Now that Media Composer is at the low end, I would expect it will be EOL'd in another 24 - 36 months so that Avid can focus on Unity, NitrisDX, and integrated newsroom installations, and finally make it back to the $20,000 and up individual component sales like in the glory days before FCP, thus leaving the Pinnacle division to handle the off-the-shelf srhink-wrap application business.

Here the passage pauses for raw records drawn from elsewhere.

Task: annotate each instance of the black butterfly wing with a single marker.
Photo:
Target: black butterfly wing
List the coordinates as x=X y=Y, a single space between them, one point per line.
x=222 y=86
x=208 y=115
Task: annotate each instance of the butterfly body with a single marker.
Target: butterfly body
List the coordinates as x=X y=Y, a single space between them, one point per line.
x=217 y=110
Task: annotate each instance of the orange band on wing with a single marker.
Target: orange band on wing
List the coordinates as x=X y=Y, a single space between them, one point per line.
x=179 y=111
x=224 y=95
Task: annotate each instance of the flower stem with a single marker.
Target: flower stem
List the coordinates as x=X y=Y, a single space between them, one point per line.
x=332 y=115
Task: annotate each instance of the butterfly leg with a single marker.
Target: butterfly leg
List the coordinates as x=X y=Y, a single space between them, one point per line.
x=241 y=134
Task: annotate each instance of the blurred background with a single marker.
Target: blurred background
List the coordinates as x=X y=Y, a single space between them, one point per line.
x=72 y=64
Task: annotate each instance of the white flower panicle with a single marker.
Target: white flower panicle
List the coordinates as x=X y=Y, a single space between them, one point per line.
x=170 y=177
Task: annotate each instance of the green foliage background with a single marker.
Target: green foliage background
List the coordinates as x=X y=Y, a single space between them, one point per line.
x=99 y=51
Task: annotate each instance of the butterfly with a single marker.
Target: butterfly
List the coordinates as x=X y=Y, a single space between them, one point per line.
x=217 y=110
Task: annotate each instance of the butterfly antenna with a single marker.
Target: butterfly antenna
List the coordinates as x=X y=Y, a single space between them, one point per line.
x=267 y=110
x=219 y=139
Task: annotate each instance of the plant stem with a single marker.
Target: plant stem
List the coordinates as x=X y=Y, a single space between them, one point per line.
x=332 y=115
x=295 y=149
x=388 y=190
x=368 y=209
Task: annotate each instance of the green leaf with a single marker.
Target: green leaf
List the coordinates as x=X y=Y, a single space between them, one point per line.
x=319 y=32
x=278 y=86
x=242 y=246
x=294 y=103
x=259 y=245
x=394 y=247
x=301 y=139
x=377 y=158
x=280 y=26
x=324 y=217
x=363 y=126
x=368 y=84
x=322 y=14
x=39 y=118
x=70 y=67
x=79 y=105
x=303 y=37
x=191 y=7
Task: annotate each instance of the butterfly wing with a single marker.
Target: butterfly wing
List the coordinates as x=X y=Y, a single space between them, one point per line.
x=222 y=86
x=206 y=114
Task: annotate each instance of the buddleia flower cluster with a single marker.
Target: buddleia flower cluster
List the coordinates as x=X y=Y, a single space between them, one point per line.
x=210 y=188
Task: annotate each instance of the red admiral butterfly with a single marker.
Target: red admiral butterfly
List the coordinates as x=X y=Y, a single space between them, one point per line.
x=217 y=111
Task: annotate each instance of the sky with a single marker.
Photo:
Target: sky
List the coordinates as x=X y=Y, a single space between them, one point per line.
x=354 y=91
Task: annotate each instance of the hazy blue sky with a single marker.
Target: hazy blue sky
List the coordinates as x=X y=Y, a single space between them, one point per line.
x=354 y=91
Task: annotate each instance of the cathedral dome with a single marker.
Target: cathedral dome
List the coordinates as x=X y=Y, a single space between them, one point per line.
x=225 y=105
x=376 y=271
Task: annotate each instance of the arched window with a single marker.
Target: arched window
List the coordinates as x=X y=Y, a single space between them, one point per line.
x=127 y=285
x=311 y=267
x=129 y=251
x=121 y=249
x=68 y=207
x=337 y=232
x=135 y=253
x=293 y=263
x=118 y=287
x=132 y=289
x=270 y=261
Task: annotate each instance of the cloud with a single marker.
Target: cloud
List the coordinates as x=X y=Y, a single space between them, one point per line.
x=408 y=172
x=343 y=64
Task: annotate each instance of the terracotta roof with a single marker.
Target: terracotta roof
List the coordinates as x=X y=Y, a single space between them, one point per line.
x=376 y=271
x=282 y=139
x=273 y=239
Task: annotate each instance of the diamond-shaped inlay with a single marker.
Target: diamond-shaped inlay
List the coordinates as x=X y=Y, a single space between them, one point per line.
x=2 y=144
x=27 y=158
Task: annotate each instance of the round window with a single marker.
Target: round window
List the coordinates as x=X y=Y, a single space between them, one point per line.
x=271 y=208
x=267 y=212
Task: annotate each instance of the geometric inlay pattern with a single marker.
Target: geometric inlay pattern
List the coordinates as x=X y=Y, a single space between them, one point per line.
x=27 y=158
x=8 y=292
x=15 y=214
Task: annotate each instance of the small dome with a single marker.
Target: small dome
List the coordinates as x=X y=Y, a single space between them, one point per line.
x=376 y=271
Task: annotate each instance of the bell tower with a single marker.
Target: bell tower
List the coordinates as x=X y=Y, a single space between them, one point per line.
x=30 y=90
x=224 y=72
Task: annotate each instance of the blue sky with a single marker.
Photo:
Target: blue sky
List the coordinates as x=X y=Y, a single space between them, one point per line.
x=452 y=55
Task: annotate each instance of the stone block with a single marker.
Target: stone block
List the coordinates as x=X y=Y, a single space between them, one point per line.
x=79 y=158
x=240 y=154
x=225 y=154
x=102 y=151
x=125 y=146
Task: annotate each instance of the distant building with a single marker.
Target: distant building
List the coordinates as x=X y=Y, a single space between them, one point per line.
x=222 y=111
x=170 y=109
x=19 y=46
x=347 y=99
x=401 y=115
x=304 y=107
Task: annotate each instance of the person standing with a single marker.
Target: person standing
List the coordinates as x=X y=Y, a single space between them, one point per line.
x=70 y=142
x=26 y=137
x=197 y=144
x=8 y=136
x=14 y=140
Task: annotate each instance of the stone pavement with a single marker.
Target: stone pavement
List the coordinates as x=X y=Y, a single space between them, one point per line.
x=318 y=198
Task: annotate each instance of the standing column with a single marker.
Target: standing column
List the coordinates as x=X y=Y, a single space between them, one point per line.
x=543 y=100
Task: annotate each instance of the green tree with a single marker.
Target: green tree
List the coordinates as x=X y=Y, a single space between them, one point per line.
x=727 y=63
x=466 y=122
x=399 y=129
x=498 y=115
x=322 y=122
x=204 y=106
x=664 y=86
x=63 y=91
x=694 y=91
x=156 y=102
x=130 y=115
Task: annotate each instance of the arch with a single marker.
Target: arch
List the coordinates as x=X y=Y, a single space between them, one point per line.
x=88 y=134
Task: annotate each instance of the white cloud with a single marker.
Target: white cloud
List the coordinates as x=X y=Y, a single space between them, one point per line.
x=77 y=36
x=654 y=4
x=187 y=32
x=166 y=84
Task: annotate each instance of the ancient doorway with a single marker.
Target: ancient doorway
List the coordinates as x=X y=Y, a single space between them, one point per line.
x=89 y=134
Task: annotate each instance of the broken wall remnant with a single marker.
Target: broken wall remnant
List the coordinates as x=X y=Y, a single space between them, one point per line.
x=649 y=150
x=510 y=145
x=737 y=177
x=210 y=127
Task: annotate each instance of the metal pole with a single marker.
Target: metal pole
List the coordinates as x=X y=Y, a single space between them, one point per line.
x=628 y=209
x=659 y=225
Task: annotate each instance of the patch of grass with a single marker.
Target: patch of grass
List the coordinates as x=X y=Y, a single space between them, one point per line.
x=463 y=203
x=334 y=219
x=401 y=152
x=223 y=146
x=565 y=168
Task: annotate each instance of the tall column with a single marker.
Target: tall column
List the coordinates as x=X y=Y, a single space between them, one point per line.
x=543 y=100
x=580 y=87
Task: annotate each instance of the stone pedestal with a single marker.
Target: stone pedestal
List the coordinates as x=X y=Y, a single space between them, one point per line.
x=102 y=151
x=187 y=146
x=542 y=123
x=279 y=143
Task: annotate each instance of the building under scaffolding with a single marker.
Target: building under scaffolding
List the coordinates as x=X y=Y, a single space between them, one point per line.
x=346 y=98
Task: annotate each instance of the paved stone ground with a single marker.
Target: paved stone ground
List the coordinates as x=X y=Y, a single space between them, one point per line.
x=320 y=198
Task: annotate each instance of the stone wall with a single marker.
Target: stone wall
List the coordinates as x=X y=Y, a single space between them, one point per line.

lmerino:I think people have said this in various threads in various areas, but let me ask this.How many of us would not even have to think about buying the following, we would just buy it:an external box that hooked up via firewire that simply took the DNXHD OR dvcproHD signal from Avid and converted it to HD analog... for a moderate price (I'm thinking $500 US)I'm not even talking about input... im talking about a box that can ONLY OUTPUT for monitoring purposes.Most of my work comes to me digitally, I don't even need analog inputs. If this device existed, I would buy it in a second... even if it only used ONE of those HD formats.Anyone?